The bill’s mandatory aspect has led some advocacy organizations like the ACLU of California to oppose the bill. Kevin Baker, Director of Governmental Relations at ACLU California Action, said the bill doesn’t actually have specific provisions guaranteeing the provision of services and housing. “I don’t know of any policy expert that believes the way to fund and deliver health care services is by simply giving a bunch of new money to the courts and nothing for the providers,” he said.
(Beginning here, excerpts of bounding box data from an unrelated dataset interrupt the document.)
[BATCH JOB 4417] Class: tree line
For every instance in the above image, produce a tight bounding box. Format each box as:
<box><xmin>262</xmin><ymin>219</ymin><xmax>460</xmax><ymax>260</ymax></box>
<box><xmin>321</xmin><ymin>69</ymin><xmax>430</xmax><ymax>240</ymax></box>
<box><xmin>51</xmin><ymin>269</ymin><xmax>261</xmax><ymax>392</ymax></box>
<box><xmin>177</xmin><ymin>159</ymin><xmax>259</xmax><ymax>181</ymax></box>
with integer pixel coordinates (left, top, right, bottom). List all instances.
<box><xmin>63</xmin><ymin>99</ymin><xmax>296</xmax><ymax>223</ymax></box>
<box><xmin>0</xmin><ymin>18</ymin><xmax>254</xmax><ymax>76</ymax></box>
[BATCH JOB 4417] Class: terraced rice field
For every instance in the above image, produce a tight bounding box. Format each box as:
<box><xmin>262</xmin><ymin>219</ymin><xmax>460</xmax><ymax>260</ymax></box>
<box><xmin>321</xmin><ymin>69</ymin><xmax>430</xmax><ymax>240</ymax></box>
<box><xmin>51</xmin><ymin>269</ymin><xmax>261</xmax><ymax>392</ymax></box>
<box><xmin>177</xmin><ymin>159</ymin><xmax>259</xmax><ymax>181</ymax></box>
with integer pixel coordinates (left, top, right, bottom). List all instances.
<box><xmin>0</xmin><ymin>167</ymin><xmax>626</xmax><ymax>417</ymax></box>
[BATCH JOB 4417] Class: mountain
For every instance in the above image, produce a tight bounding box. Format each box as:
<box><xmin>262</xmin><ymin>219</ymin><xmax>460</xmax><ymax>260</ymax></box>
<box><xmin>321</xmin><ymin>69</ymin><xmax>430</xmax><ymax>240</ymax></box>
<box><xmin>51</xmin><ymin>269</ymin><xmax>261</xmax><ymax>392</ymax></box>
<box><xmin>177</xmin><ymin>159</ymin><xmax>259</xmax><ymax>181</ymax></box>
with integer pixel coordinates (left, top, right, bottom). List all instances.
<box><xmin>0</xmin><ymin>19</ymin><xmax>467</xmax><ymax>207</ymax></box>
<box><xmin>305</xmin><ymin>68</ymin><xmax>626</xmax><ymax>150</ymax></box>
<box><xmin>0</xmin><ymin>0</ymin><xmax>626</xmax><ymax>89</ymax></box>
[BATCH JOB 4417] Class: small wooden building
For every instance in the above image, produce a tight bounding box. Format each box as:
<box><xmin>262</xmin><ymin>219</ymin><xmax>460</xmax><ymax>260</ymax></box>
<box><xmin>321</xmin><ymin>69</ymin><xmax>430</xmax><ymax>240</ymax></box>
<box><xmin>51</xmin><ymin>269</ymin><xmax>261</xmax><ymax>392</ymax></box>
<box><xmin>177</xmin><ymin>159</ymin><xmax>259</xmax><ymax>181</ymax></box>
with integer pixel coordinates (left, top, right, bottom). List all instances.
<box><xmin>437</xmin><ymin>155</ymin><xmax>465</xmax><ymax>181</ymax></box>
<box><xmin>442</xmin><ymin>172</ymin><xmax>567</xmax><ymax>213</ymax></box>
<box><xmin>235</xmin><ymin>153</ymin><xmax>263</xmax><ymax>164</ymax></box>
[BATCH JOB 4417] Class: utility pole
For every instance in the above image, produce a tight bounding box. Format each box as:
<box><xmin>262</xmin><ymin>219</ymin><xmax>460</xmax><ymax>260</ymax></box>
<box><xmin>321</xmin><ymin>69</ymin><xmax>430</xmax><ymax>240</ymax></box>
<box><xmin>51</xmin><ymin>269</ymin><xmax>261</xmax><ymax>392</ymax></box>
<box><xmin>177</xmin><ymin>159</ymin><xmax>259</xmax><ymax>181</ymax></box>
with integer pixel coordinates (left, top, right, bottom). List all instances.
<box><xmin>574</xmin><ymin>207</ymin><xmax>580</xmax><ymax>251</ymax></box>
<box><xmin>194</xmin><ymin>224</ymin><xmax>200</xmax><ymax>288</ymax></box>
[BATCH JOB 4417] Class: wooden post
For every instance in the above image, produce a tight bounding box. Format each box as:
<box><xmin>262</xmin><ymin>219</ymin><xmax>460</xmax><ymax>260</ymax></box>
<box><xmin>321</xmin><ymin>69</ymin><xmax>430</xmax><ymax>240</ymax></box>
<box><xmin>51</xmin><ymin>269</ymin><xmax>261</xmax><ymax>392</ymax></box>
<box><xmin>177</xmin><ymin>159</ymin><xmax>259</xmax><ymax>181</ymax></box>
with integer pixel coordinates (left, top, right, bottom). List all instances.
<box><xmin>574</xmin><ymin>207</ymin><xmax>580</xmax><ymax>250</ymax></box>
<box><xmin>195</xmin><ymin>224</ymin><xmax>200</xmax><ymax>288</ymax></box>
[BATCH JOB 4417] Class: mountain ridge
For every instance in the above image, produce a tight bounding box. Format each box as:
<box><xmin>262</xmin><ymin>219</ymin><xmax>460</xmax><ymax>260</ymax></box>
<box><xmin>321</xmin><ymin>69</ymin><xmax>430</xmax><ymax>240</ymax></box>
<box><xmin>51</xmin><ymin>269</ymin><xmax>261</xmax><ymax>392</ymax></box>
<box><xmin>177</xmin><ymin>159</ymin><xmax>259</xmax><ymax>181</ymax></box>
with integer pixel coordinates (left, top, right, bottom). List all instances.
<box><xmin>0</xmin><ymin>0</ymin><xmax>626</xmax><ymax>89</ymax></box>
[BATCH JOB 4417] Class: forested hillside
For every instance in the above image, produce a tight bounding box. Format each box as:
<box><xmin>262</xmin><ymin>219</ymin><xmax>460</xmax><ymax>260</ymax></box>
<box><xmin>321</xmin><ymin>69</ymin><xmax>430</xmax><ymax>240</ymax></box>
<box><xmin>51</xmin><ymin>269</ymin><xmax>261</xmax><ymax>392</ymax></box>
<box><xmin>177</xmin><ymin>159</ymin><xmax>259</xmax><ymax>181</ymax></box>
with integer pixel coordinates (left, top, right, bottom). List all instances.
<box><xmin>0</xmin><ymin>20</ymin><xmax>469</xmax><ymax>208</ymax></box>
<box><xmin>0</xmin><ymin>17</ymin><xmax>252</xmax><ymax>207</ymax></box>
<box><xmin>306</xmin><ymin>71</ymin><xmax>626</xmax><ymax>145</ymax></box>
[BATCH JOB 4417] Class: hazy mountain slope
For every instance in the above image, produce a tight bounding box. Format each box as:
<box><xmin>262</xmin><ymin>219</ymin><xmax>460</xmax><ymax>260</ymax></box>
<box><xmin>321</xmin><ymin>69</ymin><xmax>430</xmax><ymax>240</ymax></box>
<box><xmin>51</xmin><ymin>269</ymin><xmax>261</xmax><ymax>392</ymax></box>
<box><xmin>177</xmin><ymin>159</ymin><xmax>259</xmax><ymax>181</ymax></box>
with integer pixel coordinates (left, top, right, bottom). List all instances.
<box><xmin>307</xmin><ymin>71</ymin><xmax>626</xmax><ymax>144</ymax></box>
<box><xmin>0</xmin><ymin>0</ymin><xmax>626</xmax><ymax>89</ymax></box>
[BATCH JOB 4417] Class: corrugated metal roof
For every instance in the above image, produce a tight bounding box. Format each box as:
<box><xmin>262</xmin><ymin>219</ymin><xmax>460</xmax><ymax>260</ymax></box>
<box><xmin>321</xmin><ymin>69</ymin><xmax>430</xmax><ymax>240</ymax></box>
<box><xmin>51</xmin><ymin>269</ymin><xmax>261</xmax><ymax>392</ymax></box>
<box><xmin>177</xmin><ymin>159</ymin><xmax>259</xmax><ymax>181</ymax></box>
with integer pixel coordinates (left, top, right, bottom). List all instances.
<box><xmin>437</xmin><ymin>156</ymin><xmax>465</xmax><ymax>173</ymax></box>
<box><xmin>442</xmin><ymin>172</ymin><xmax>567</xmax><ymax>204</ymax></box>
2. 5 Slides: Lessons learned through CalAIM implementation
We’re thrilled to be hosting a valuable “5 Slides” conversation about stakeholders’ experience with the first phase of CalAIM rollout next week! Join us on Wednesday, August 24th for a conversation with Health Net leadership and two of the CBOs they’re partnering with for CalAIM on what they’ve experienced with rollout so far.
Martha Santana-Chin, Medi-Cal President for Health Net, Katherine Bailey, CEO of the San Diego Wellness Collaborative, and Robert Jones, Founder and CEO of Roots Food Group, will speak to their experience during the conversation. HMA’s Vern Smith, PhD, will be the moderator. If you haven’t registered already, we’d love to have you with us!
3. ITUP regional workgroups identify areas of improvement for CalAIM
Health plan and local health care delivery system stakeholders that participated in the Insure the Uninsured Project’s 2022 regional workgroup sessions say they’d like to see DHCS improve communications related to CalAIM implementation. Katie Heidorn, Executive Director of ITUP, told State of Reform that these sessions were valuable for gaining information from stakeholders about how the new collaboration between health plans and community-based organizations for the delivery of Community Supports has been going.
“We’re really bringing two systems much closer together, and we’re asking them to interact with each other in formal ways that we never have really before … I think it’s very important to the policy community as well as to the consumers to make sure that we are getting folks on the ground what they need so that they can actually make this successful,” Heidorn said. She also said counties are struggling with real-time corrections as they continue with implementation, especially counties that had no infrastructural foundation for this initiative beforehand.
4. California nurse practitioners could soon provide abortions
A bill to allow California nurse practitioners to perform first trimester abortions without physician supervision is nearing passage. The bill would set the minimum standards for the nurse practitioner’s clinical training and mentoring period to 4,600 hours, which would be among the most “robust” in the country, according to CHCF. Jessica Dieseldorf, Senior Program Manager of Abortion Services at Planned Parenthood Mar Monte, told State of Reform that the bill could help increase access to reproductive health care across the state, especially for women fleeing from states with more stringent abortion restrictions.
SB 1375 is just one of the bills in the 13-bill package that the Legislative Women’s Caucus released in March to expand and protect access to abortion in California in response to the overturning of Roe v. Wade. The 10 other bills in the package that have not yet been signed by Gov. Newsom now await a third reading in one of the two chambers.
5. Kaiser mental health workers continue strike
Today marks the fourth consecutive day of strikes for Kaiser Permanente mental health providers, who have been picketing outside of Kaiser facilities in Fresno, Sacramento, San Francisco, and San Jose since Monday. The clinicians are protesting what they say are insufficient staffing levels that overburden mental health providers and hamper their ability to adequately meet the high patient demand for care.
Sarah Soroken, a Kaiser therapist in the Bay Area, told State of Reform that these protests are the employees’ last resort for getting their demands met after negotiations between Kaiser and union leaders failed to result in an agreement. We’ve negotiated at the bargaining table, reached out to all levels of Kaiser leadership, filed grievances with state regulatory agencies, and held press events to pass mental health parity legislation, but our patients are still being denied the medically necessary care that they need.”